The NSW government will pay Wollongong residents even more money to leave town under changes to its much-criticised regional relocation grants.
The scheme, introduced in 2011, paid home owners in the "metropolitan" cities of Sydney, Newcastle and Wollongong $7000 if they moved to a regional area.
Under changes to be announced by Deputy Premier Andrew Stoner today, people will be paid $10,000 to relocate to country NSW for work and the $7000 scheme will be extended to renters, as well as home owners.
The government will also close a controversial loophole which allowed Wollongong residents to receive the grant for crossing the Windang Bridge into Shellharbour.
Under the original scheme, two Illawarra households moved less than two kilometres - from Windang to Lake Illawarra and from Haywards Bay to Albion Park Rail - while 52 families moved from Wollongong to Shellharbour during the scheme's first 15 months.
Now grant recipients will need to move at least 100 kilometres away, which the government said would stop any "misuse of the schemes in areas that border metropolitan and regional boundaries".

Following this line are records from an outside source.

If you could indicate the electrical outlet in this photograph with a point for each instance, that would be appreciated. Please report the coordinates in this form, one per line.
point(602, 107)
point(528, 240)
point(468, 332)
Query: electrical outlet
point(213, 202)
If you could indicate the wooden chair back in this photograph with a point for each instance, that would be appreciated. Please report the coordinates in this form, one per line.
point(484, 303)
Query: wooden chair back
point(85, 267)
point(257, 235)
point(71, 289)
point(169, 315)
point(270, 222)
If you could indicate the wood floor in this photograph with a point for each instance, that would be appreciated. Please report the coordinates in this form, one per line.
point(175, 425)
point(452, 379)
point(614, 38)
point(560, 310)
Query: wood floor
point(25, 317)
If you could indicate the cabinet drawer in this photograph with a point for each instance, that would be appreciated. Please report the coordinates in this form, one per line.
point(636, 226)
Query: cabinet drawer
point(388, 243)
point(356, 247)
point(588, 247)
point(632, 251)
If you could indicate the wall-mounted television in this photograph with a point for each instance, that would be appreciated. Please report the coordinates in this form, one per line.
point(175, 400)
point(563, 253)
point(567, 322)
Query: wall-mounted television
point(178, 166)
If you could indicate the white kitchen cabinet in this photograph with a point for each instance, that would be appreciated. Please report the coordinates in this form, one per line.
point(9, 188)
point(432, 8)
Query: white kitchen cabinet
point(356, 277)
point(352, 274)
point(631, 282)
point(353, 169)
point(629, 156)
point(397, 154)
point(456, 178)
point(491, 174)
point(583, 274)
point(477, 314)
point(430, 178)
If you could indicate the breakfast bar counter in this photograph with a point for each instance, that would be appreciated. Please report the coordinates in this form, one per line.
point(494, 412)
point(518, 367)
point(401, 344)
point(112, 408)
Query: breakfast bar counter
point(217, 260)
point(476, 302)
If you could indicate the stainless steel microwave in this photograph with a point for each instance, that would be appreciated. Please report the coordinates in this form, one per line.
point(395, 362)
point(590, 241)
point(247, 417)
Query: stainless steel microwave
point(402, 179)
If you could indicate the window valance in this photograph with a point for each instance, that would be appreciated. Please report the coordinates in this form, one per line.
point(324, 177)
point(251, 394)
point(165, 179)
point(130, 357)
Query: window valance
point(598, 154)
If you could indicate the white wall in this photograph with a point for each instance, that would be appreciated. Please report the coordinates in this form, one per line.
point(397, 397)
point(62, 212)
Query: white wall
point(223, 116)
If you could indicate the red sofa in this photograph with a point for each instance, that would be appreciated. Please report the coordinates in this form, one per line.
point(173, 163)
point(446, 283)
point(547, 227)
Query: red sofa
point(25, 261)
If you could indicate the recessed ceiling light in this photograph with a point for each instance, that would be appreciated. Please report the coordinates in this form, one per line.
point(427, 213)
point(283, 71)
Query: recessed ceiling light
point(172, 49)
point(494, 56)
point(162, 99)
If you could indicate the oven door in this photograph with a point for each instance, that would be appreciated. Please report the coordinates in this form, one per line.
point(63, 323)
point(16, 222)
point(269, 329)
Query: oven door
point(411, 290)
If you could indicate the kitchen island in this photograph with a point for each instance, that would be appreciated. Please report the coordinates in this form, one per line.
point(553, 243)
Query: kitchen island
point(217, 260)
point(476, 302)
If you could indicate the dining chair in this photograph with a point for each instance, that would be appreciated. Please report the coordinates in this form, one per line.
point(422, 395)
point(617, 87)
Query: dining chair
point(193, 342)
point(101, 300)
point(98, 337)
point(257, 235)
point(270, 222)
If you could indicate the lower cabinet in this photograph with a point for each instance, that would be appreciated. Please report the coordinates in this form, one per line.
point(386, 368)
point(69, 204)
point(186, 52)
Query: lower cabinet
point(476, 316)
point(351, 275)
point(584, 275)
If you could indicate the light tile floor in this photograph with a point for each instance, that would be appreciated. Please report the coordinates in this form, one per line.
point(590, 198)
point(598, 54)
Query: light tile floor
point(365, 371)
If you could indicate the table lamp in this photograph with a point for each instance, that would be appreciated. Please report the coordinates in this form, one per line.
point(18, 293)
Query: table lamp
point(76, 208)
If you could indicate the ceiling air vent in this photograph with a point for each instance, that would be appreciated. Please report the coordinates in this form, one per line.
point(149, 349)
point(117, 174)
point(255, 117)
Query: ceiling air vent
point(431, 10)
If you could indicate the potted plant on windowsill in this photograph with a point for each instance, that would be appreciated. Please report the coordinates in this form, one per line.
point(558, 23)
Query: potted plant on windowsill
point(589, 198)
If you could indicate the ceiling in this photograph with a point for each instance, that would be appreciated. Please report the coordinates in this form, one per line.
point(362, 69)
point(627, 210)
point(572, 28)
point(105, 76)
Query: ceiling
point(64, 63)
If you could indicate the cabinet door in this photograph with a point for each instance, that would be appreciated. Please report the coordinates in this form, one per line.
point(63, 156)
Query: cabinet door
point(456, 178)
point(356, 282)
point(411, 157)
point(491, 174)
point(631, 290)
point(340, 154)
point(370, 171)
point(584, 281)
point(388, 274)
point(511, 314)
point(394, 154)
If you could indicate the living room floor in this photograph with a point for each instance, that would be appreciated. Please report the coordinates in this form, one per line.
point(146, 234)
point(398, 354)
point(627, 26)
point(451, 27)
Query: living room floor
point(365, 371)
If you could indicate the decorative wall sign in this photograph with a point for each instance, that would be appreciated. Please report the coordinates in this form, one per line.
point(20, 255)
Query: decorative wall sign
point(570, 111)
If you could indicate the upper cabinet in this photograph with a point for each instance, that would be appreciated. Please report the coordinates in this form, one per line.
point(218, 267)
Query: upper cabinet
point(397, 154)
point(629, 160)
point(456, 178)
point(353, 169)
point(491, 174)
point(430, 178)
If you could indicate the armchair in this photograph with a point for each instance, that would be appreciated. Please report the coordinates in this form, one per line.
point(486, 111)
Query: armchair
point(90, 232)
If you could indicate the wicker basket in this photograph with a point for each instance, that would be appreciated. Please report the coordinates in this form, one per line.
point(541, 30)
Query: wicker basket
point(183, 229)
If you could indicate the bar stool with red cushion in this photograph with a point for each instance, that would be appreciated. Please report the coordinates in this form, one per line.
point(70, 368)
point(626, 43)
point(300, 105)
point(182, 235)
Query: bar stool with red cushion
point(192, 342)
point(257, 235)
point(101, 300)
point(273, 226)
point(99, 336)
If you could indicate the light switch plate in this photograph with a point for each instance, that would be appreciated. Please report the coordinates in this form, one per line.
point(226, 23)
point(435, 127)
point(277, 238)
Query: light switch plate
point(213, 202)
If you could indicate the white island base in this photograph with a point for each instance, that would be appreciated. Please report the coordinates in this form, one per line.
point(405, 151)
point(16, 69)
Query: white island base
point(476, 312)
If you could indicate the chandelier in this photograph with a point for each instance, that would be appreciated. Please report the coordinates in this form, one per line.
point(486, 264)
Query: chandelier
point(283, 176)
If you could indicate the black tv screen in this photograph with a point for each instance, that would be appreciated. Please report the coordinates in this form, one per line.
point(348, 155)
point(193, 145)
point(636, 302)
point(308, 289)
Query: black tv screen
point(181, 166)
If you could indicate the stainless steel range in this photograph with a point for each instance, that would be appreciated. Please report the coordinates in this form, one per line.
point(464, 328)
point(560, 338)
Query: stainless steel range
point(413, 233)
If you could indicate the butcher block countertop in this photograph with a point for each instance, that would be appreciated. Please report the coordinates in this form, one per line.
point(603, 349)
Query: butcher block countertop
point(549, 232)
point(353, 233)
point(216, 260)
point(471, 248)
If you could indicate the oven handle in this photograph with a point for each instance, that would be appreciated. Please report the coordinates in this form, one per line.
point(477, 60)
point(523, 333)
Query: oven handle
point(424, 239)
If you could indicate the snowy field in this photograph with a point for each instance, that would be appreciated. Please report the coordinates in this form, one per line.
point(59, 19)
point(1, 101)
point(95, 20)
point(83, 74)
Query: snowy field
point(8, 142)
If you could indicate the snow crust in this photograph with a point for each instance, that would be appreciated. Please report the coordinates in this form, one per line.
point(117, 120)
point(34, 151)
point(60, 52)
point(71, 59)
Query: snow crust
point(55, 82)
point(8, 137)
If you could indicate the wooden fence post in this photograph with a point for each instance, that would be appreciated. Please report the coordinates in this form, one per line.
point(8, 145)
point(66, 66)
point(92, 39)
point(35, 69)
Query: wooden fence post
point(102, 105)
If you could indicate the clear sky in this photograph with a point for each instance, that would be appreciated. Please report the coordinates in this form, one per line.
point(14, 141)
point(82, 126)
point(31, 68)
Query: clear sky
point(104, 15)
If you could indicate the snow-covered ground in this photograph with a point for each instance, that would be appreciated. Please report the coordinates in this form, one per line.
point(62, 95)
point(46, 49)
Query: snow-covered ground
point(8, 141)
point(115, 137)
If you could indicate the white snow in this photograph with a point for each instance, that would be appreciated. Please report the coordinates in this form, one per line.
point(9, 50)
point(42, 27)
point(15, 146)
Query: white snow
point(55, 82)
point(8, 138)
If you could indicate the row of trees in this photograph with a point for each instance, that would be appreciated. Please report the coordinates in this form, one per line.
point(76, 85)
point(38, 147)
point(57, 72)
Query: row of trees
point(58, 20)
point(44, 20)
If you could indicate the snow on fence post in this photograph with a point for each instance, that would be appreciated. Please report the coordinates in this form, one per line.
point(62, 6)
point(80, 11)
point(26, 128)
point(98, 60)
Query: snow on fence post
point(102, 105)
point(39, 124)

Mr Stoner said the new jobs grants would encourage skilled city workers to move to regional NSW.
"The new [$10,000 grants] will boost regional development by filling skills gaps in local economies," he said.
"The new scheme will be tied to secured employment and unlike the existing regional relocation grant, will not be restricted to home owners."

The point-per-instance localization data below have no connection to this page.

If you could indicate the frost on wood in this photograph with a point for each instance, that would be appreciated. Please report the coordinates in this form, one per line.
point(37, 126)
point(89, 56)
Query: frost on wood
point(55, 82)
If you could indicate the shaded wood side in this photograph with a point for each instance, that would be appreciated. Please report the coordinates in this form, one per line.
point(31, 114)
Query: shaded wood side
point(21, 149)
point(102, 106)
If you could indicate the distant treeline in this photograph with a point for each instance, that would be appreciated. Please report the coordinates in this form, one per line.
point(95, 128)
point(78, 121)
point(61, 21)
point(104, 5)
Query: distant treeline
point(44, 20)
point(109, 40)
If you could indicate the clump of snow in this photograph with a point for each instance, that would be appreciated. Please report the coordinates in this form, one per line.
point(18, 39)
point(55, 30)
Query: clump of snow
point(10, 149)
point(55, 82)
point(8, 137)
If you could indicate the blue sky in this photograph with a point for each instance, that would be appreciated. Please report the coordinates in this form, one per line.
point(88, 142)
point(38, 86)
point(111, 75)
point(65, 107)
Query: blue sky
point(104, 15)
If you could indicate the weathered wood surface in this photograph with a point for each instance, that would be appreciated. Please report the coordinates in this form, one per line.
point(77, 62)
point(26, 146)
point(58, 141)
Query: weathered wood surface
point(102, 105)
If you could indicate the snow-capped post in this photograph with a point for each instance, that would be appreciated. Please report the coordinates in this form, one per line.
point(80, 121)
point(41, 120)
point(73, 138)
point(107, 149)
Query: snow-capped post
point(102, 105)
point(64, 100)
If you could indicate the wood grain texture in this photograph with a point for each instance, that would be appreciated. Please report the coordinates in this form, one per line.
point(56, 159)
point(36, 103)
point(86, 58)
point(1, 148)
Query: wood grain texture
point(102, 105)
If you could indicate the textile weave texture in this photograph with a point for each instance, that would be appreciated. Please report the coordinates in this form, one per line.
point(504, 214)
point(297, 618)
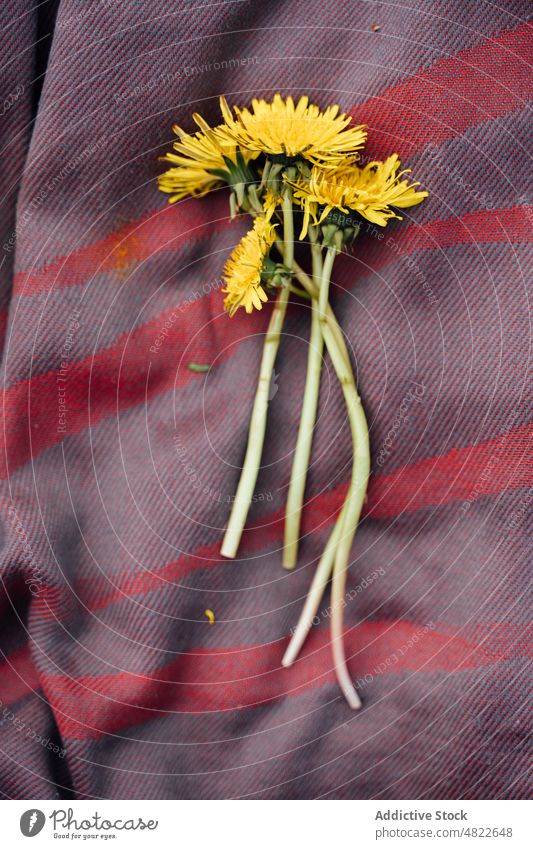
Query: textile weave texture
point(119, 462)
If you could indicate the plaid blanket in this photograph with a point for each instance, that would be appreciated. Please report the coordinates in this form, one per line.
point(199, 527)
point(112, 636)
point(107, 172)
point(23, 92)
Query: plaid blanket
point(119, 462)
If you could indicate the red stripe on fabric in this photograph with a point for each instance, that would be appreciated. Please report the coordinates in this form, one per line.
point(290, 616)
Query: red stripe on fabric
point(115, 379)
point(26, 437)
point(462, 474)
point(238, 678)
point(480, 83)
point(18, 676)
point(166, 228)
point(438, 107)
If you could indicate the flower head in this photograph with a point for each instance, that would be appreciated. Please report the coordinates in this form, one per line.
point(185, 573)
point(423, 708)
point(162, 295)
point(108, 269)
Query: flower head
point(374, 192)
point(303, 131)
point(242, 272)
point(201, 161)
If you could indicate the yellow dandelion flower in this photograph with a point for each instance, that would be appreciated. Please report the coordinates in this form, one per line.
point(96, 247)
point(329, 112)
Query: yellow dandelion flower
point(374, 192)
point(242, 272)
point(202, 161)
point(281, 128)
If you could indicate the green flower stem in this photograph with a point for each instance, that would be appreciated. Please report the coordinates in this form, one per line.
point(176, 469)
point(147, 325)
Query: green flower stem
point(347, 523)
point(256, 433)
point(352, 510)
point(302, 453)
point(315, 594)
point(257, 429)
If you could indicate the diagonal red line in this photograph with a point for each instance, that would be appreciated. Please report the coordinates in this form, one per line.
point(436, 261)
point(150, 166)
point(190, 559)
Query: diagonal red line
point(462, 474)
point(226, 679)
point(166, 228)
point(478, 83)
point(114, 379)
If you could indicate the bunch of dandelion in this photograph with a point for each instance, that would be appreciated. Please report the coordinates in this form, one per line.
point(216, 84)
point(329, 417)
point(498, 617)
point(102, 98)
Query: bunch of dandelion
point(284, 161)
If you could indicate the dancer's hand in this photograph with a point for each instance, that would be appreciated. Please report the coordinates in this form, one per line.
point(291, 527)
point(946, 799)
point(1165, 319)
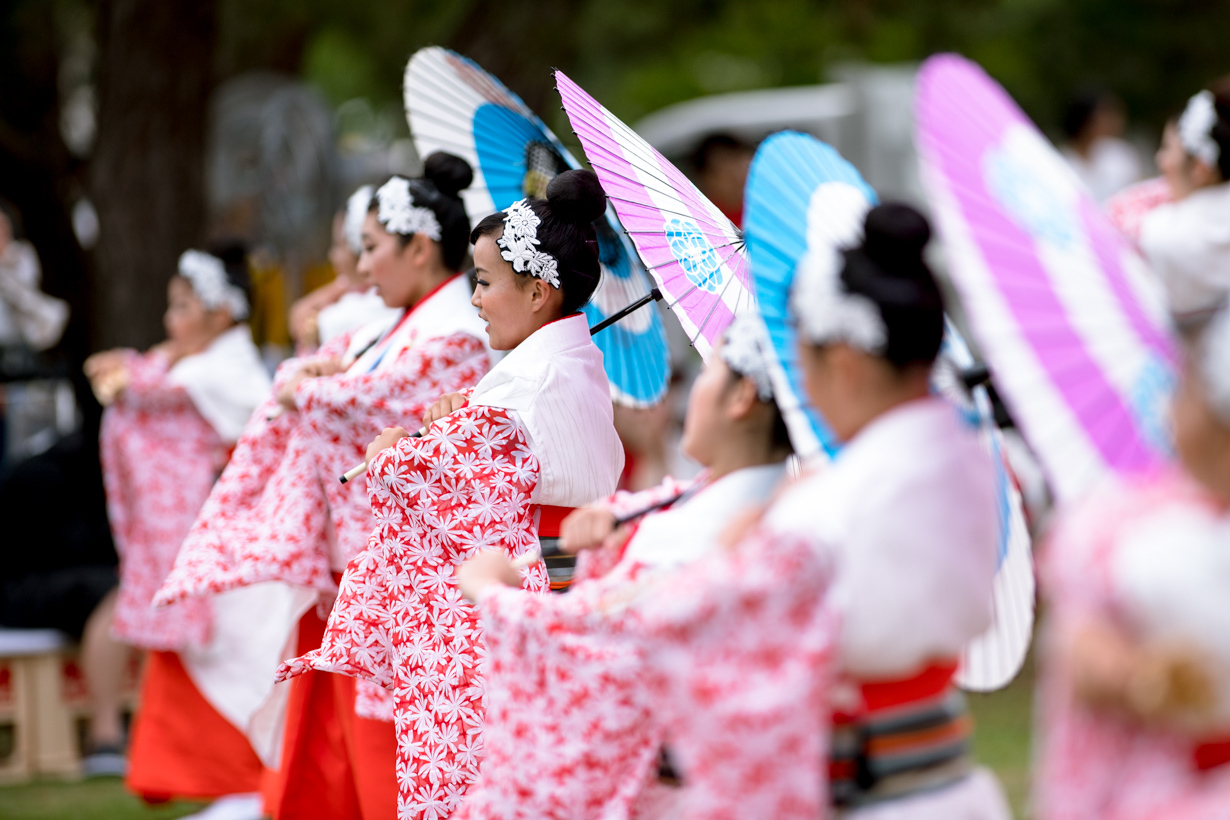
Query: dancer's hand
point(591, 528)
point(315, 369)
point(389, 438)
point(484, 569)
point(448, 403)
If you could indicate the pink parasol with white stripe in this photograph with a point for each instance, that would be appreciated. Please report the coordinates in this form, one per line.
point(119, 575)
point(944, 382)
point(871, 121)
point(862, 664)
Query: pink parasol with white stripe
point(694, 252)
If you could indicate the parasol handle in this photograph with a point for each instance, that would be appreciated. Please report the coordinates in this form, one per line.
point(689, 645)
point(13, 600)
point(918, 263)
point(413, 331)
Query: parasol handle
point(362, 467)
point(653, 295)
point(974, 375)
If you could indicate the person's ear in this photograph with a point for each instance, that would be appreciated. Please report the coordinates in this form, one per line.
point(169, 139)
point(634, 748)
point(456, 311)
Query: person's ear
point(845, 364)
point(741, 398)
point(540, 294)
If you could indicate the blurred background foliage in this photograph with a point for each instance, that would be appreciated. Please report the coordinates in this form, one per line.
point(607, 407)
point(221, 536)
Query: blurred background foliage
point(638, 55)
point(102, 101)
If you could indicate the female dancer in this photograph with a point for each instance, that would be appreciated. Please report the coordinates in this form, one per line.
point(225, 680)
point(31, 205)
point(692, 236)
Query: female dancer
point(175, 414)
point(348, 301)
point(571, 729)
point(1135, 684)
point(279, 514)
point(497, 467)
point(849, 603)
point(1187, 241)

Workers must relocate to the country for at least two years and the jobs must be unable to be filled by the local workforce.

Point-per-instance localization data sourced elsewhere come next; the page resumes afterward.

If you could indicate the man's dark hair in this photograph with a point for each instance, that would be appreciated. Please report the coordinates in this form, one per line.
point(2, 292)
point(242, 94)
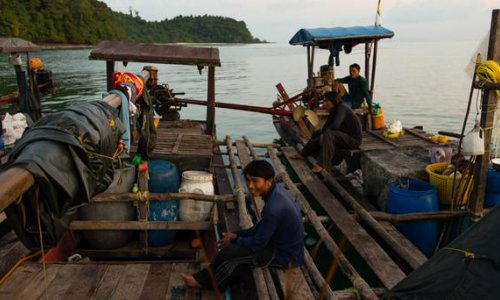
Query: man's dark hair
point(356, 66)
point(334, 97)
point(259, 168)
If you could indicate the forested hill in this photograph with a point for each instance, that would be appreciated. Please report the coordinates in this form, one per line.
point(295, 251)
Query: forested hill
point(90, 21)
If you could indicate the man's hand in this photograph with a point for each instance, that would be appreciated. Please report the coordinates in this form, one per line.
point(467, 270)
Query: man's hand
point(226, 239)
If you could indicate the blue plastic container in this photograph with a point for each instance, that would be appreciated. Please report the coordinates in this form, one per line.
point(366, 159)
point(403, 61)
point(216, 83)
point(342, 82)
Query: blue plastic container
point(491, 199)
point(492, 180)
point(417, 196)
point(163, 178)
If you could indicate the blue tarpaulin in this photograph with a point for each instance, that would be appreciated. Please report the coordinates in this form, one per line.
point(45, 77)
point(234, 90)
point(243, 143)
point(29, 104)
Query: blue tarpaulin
point(357, 34)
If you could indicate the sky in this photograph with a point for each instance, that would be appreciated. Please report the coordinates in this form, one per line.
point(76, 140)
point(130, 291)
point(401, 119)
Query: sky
point(277, 20)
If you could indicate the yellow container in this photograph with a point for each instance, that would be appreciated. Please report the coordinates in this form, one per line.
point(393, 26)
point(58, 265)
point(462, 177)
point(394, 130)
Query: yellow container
point(378, 120)
point(444, 184)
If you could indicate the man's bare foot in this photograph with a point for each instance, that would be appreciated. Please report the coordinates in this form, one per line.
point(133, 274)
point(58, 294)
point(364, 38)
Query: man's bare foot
point(316, 169)
point(190, 281)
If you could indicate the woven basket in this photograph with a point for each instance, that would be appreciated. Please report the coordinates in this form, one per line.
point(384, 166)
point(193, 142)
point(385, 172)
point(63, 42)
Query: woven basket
point(444, 183)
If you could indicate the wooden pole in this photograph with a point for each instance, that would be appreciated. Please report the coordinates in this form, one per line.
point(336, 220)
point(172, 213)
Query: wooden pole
point(488, 104)
point(365, 215)
point(211, 101)
point(357, 281)
point(245, 221)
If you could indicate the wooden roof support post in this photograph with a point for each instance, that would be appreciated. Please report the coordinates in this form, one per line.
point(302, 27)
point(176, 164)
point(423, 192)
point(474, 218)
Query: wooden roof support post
point(110, 69)
point(488, 103)
point(211, 101)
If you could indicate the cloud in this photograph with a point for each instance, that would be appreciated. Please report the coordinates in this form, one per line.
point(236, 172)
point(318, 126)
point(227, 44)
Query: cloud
point(278, 20)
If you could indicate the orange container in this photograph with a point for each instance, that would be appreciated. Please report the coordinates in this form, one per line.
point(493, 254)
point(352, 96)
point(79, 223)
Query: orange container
point(378, 120)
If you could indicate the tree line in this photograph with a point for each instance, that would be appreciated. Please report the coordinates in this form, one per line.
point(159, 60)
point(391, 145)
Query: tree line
point(90, 21)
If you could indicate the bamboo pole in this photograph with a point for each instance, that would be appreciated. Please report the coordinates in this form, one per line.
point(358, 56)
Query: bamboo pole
point(488, 103)
point(245, 221)
point(365, 216)
point(128, 197)
point(357, 281)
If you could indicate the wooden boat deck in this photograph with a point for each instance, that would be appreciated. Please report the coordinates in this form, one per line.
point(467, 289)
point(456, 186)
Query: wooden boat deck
point(110, 280)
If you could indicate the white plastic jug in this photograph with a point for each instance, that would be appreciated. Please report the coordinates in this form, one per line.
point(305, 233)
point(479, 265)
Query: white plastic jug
point(198, 182)
point(473, 142)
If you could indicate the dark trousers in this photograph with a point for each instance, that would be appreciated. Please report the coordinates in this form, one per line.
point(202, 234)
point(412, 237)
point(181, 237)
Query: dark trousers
point(230, 264)
point(325, 152)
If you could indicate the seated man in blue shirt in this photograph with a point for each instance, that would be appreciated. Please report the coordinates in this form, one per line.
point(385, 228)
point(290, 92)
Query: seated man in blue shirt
point(277, 239)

Additionally, Mr Stoner said allowing renters to access the $7000 grants would alleviate rental stress in Sydney, Newcastle and Wollongong and help city-dwellers to enter the housing market in cheaper regional areas.
The cost of both schemes will be capped at $10.4 million in the 2013-14 financial and will be allocated on a first-in, first-served basis.
When the regional relocation scheme was introduced two years ago, it was heavily criticised by Illawarra Labor MPs and the business community for encouraging Wollongong residents to leave from an already struggling area.
At the time, the city's population growth rate was among the slowest of all regional cities in Australia and was half that of neighbouring Shellharbour.
Asked yesterday how the changes to be announced today would help to improve Wollongong's economy, a spokesperson from Mr Stoner's office said only that the relocation scheme was "designed to assist people when moving to regional areas and areas of the Illawarra are eligible under the scheme".
"The government has a host of initiatives, including the Illawarra Infrastructure Fund and the Illawarra Region Innovation and Industry Fund, that have been specifically introduced to help boost the region's economy," the spokesperson said.